The OP output above is directly from the PNG export.
Attached is an example of zooming into the Corpus area.
Where possible, I'm trying to use pre-existing GIS data (for example, roads, land use, rivers, lakes, water).
For settlement data, I have a settlement database shapefile (that's where the smaller text "Robstown: 11,487" comes from - it's settlement name, and current 2022 population).
In T2K terms, settlements need to be re-input.
Right now, what I am doing is creating 4 different shapefiles.
1. Destroyed urban areas (Houston et al)
2. Intact large urban areas (e.g., San Antonio)
3. Settlement symbols (village, town, small city) - large cities are visualized by #2.
4. Settlement names (also has a size component)
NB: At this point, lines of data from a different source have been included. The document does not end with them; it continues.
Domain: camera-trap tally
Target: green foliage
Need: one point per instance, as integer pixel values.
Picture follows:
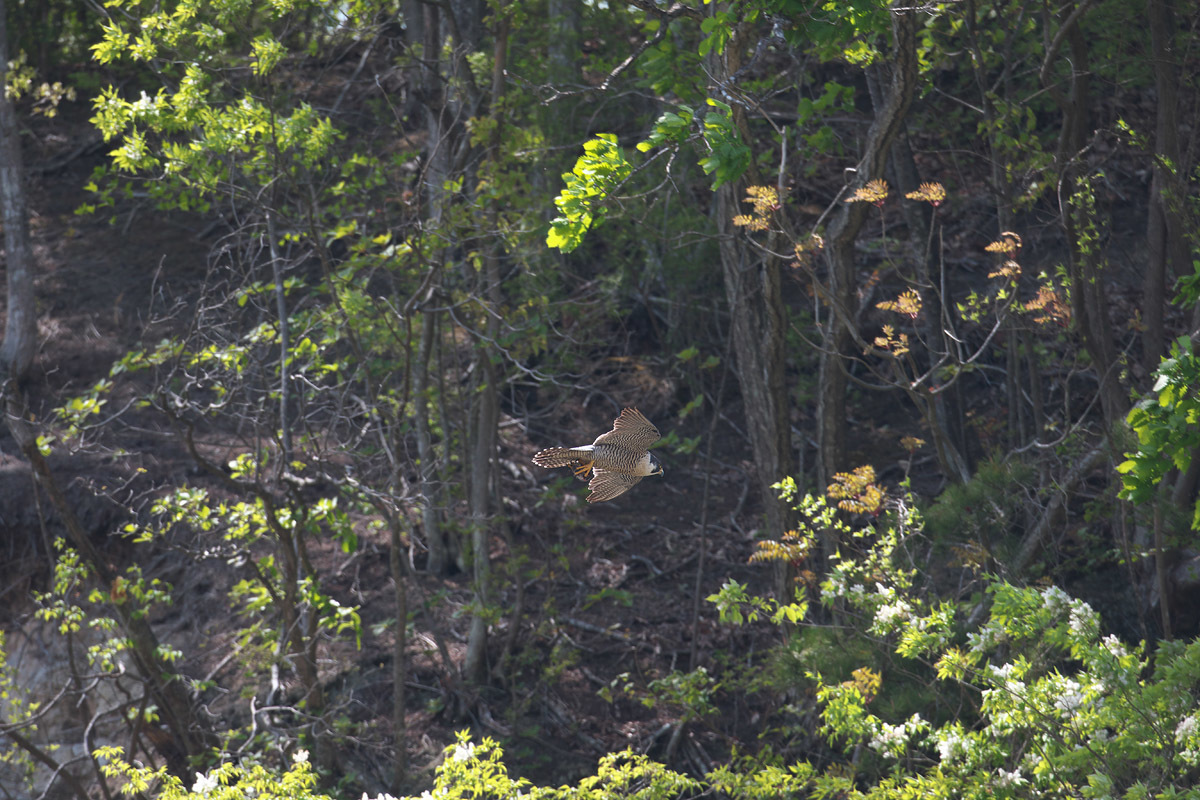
(598, 173)
(984, 511)
(18, 711)
(1168, 426)
(729, 157)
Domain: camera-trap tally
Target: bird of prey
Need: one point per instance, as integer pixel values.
(617, 459)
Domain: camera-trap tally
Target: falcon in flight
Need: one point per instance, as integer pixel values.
(616, 459)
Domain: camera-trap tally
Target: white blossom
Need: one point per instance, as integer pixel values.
(203, 783)
(1187, 728)
(951, 745)
(1055, 600)
(1069, 697)
(888, 738)
(1006, 777)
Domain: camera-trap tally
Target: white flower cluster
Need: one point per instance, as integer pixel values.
(1055, 600)
(203, 783)
(891, 739)
(1069, 697)
(952, 745)
(1009, 777)
(892, 612)
(1186, 734)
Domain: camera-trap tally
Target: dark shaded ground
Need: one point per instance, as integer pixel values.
(607, 590)
(612, 585)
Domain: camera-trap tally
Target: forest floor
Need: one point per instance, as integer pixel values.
(615, 584)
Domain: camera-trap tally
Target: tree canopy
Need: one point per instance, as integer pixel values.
(911, 290)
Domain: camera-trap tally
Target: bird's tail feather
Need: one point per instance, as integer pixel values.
(556, 457)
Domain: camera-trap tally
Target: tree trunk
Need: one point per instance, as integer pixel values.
(840, 246)
(757, 324)
(487, 396)
(21, 326)
(1167, 247)
(1079, 215)
(400, 660)
(435, 537)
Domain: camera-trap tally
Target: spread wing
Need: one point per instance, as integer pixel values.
(630, 429)
(607, 485)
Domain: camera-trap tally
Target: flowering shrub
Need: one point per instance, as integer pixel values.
(1054, 707)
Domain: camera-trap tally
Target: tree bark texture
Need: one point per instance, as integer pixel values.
(21, 325)
(840, 245)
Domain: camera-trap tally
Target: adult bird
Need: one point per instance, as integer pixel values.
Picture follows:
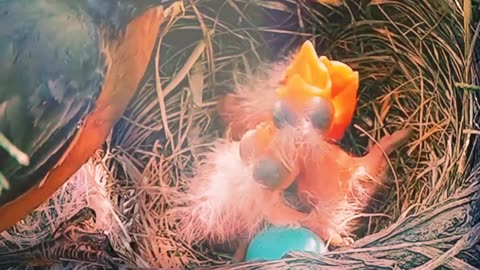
(67, 72)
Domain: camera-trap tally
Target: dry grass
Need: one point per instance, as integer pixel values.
(410, 54)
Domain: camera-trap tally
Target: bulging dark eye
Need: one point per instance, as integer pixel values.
(320, 111)
(269, 172)
(283, 115)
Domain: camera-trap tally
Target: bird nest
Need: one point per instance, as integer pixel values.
(416, 62)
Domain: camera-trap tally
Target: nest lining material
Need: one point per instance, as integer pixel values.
(409, 54)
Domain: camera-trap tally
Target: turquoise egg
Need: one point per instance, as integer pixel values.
(275, 242)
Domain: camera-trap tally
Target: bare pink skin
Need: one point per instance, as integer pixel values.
(332, 182)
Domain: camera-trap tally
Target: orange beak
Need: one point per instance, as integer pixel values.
(309, 76)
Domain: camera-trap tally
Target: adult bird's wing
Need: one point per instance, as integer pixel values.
(62, 88)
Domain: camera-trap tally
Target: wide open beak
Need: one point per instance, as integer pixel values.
(309, 76)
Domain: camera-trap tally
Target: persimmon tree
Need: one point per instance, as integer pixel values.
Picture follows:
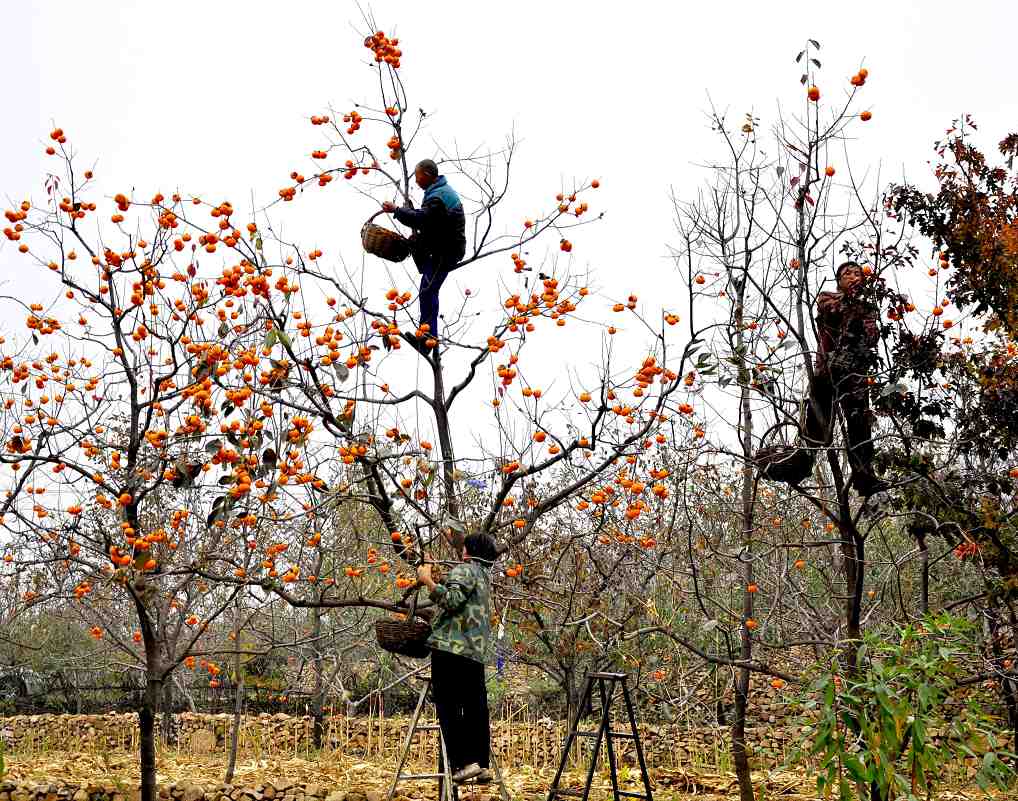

This could technically be loaded into an Excel file also, here's basically the data needed:
1. Coordinates (lat, lon)
2. Name (string)
3. Size (village, town, small city, large city)
4. Intact (yes/no)
5. Hidden (large metro areas have dozens of towns, usually suppress all but the major ones).
From a sizing perspective, the basic heuristic I've settled on is using current 2022 pops:
<4,000 = village
<40,000 = town
<200,000 = small city
>200,000 = large city
City size affects city symbol and font size display rendering.